Modular Powerhouse – a Viable Solution

Figure 1  Rendering of an installed modular powerhouse

High capital investment, excavation and construction costs — coupled with total installation time — significantly impact the feasibility of traditional hydropower generation on undeveloped stream reaches and low head greenfield sites. The modular powerhouse, however, bypasses those barriers. It is a streamlined and efficient approach to adding electric power generation to existing facilities that have untapped potential for generation. By maximizing offsite construction and minimizing field assembly, eliminating temporary infrastructure such as cofferdams, and employing existing technologies available on the market, the modular powerhouse offers new ways to harness clean, sustainable, and renewable energy. The scalable solution may reduce design and construction costs.

This approach is well-suited to adding electric power generation to existing facilities that currently do not generate or have untapped potential for generation.

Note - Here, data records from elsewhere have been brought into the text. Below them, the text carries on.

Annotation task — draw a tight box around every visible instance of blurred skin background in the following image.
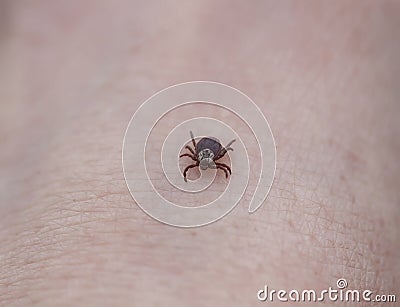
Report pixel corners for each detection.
[0,1,399,306]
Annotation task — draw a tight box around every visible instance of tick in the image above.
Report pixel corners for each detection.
[179,131,236,182]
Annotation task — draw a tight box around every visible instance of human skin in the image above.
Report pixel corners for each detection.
[0,1,399,306]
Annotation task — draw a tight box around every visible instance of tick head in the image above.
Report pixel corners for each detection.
[198,149,216,170]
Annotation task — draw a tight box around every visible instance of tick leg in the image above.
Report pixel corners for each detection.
[179,153,196,161]
[217,165,229,179]
[216,162,231,174]
[183,162,199,182]
[190,131,196,149]
[214,149,228,160]
[184,145,196,155]
[215,139,236,160]
[225,139,236,149]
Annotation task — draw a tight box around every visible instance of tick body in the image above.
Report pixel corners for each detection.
[179,131,235,182]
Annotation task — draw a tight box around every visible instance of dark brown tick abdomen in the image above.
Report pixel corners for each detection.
[196,137,222,156]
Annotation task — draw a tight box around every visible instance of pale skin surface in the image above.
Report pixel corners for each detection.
[0,1,399,306]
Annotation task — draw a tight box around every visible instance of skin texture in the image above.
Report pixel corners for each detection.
[1,1,399,306]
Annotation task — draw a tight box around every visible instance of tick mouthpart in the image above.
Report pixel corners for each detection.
[199,158,216,170]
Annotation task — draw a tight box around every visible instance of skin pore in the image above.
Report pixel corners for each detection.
[1,1,399,306]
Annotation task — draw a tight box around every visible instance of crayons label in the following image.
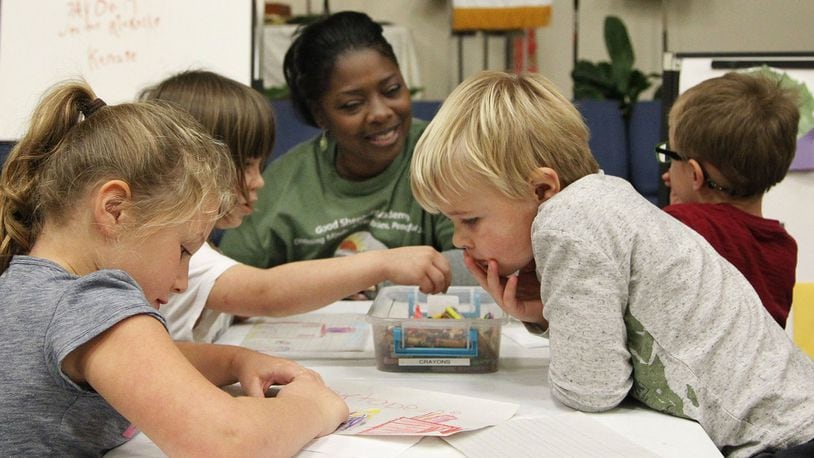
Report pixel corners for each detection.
[398,358,471,367]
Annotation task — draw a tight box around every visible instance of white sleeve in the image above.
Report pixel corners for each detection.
[535,229,633,412]
[160,243,239,342]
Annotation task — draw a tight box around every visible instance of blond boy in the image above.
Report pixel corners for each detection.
[411,70,814,457]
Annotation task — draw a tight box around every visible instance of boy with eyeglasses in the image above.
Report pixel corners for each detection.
[411,70,814,457]
[659,71,799,327]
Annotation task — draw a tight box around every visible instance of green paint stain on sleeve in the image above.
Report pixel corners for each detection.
[625,313,690,419]
[686,384,699,407]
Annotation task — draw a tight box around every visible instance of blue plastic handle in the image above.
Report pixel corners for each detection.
[392,327,479,357]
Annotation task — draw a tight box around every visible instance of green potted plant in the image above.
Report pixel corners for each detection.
[571,15,659,118]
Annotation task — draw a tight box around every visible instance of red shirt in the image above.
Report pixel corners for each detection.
[665,203,797,327]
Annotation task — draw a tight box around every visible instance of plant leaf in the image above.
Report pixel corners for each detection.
[573,85,607,100]
[264,85,290,100]
[613,65,632,96]
[628,70,652,96]
[571,15,659,107]
[605,16,634,71]
[572,61,615,90]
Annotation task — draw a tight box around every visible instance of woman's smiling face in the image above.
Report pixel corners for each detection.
[315,48,412,178]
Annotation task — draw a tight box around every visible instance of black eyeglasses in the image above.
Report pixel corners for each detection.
[654,142,737,196]
[654,142,684,164]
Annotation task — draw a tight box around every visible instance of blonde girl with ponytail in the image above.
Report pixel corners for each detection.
[0,80,347,457]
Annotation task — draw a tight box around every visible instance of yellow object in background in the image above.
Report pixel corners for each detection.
[792,283,814,358]
[451,0,552,31]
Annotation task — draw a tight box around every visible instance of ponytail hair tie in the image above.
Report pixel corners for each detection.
[79,98,107,118]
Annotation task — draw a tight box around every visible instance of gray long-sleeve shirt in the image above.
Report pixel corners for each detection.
[533,173,814,457]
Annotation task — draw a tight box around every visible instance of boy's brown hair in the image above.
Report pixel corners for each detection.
[669,71,799,198]
[411,70,599,212]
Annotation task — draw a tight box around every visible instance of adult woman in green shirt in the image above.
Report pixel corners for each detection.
[220,11,460,284]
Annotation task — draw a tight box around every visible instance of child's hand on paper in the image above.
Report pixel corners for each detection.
[276,372,350,437]
[464,253,547,327]
[379,246,452,294]
[231,349,314,397]
[232,349,348,436]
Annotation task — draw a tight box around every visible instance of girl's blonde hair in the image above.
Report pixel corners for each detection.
[411,70,598,212]
[0,80,236,273]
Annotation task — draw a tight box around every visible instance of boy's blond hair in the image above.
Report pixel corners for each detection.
[411,70,599,213]
[669,71,799,198]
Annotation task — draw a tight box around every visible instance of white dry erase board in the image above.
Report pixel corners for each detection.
[669,52,814,281]
[0,0,255,141]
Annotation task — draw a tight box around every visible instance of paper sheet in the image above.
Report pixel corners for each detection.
[442,412,659,457]
[239,314,371,358]
[330,381,519,436]
[299,434,420,458]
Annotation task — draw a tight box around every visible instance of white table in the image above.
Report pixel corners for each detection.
[107,301,721,457]
[261,24,422,94]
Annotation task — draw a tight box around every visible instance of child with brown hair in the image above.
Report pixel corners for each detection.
[660,71,799,327]
[410,70,814,457]
[140,70,451,343]
[0,80,347,456]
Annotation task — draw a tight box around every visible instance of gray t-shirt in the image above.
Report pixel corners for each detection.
[533,173,814,458]
[0,256,165,456]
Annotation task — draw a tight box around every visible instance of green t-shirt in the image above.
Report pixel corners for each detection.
[220,119,455,268]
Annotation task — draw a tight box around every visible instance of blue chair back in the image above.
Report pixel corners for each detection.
[270,99,320,163]
[412,100,443,122]
[575,100,628,179]
[0,142,14,166]
[0,99,664,213]
[628,100,662,204]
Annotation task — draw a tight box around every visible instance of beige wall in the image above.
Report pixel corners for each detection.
[281,0,814,100]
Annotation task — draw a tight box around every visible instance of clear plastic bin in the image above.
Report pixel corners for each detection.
[366,286,506,373]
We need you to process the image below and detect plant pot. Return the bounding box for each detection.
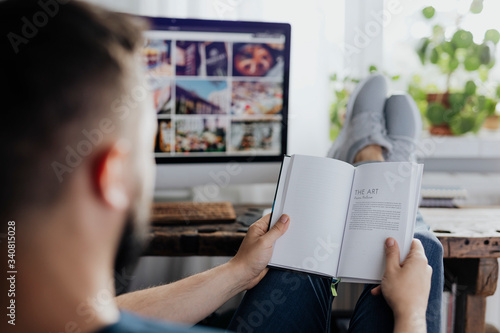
[427,92,450,108]
[483,115,499,130]
[429,124,454,135]
[426,92,455,135]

This includes unused locks, flood control gated structures, downstream or upstream of a low head dam.

How Does the Modular Powerhouse Work?

The modular powerhouse consists of standard-sized modules that may be constructed off-site or adjacent to the site. The modules can then be transported to the site by shipping or floating for installation on a prepared foundation.

Since the modules may be produced off-site, they can be produced as a standard unit that may be broadly applied and installed at multiple sites. Furthermore, multiple modular hydropower units may be combined at an individual site to increase power output for a given head and flow.

How Can the Industry Make Low Head Sites Feasible?

Scalability Consideration

Production of a standard unit allows for broader application and installation at multiple sites. Multiple modular hydropower units enhance the scalability factor because they can be combined at an individual site to increase power output for a given head and flow. For instance, a given site may contain four modular powerhouses with three turbine- generator units each for a total of 12 turbin- generator units installed at the site.

Off-site Construction

The off-site production of the modules allows for flexibility in construction techniques and timing, material specifications, and use of existing infrastructure at a facility, such as cranes, forklifts, or personnel facilities. This increases the amount of construction in a controlled environment and minimizes field construction, reducing the on-site construction time from years to months. Additionally, delays due to high water levels at the project site are greatly diminished.

Use of Existing Technologies

Turbine-generator suppliers have spent years developing equipment suitable for low head sites. By using these existing technologies, we can take advantage of the current research and development that is readily available without adding the expense of reinventing the wheel.

Unique Foundation Approaches

Cofferdams and excavation are a large cost in constructing a conventional hydro plant. The modular powerhouse can potentially anchor in an existing rock surface, piles, or other suitable foundations that may provide a level surface for the module to rest and restrain the module against hydraulic and buoyancy forces. Flexibility of foundation types may eliminate the need for a cofferdam to dewater the area.

Desired Results

A modular hydropower system has numerous advantages over a traditional hydropower development making it particularly attractive in low head site development. Locating the modules in a spillway bay without requiring significant modifications to the existing dam and spillway reduces impacts to dam safety. The off-site, standardized modular construction also minimalizes environmental impacts due to construction at existing non-power dams. The result:  economically sound and environmentally responsible investment in clean, renewable, sustainable energy.